Consequently, we made an early diagnosis of PCD in two siblings with a novel mutation of the rare DNAFF2 gene. The early stagy of PCD may be easily misdiagnosed as common pneumonia or sinusitis. When a child presented with recurrent pneumonia or atelectasis accompanied with recurrent sinusitis or otitis media, PCD should be considered. The characteristic HRCT manifestations including atelectasis in the right middle and left lingular lobe, thickened bronchial wall, and mild bronchiectasis can provide a diagnostic clue for PCD. Besides, nNO and TEM of bronchial cilia are useful for the further diagnosis , and genetic tests can help to confirm the diagnosis.
In conclusion, our study suggests that the p.E60Rfs*3 mutation of DNAAF2 gene is a novel disease causing mutation of PCD. This study enriches our knowledge of clinical manifestations and genetic information of PCD caused by DNAAF2.

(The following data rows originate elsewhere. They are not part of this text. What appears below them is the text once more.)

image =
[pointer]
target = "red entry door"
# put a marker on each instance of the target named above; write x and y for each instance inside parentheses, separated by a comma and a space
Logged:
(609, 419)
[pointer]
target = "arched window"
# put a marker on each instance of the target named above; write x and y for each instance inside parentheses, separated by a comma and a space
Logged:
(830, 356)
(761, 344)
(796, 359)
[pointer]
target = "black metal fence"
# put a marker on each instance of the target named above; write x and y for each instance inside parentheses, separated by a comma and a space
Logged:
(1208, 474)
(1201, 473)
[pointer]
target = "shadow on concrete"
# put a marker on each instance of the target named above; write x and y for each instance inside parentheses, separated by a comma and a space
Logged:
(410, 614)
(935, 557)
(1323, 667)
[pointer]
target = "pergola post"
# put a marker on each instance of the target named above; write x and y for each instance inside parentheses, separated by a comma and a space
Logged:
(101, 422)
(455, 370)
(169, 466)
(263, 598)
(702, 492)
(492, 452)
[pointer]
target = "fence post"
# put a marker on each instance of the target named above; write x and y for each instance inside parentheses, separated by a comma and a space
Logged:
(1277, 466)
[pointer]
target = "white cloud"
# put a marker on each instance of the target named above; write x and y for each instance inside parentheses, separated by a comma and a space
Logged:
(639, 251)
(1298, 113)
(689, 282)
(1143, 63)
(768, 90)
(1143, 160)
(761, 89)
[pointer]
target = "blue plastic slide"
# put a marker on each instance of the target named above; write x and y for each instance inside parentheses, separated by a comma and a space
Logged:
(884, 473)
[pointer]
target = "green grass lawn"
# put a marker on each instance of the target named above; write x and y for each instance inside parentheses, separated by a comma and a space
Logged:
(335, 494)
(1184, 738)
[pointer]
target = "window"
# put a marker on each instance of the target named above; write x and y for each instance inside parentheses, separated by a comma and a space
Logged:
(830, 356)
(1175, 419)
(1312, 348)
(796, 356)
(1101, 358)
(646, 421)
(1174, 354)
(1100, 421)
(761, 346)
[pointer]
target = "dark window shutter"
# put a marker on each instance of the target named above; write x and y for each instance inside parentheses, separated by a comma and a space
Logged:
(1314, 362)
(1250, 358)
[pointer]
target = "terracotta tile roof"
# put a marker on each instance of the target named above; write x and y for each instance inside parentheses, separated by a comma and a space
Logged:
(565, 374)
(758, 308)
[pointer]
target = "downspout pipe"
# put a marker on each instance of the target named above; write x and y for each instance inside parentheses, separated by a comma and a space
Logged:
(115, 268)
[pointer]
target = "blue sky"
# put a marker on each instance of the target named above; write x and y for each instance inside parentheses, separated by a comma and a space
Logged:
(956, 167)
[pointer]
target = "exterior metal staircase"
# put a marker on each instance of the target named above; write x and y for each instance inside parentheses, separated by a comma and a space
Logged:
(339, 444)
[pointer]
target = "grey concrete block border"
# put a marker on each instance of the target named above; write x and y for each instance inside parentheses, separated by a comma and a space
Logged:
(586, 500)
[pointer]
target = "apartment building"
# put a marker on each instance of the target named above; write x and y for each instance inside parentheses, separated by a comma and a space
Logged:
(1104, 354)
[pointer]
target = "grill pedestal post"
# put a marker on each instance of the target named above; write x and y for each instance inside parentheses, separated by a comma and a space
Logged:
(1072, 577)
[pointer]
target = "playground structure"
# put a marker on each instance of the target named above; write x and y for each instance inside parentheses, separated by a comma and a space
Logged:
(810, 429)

Acknowledgements We are grateful to the patients and their family for
their collaboration.
Funding Medical Science and Technology Project of Henan Province (2018020621); Demonstration application of remote collaborative service network for complex genetic diseases (SJPT-03-01).
Conflicts of interest The authors declare that they have no competeing conflicts.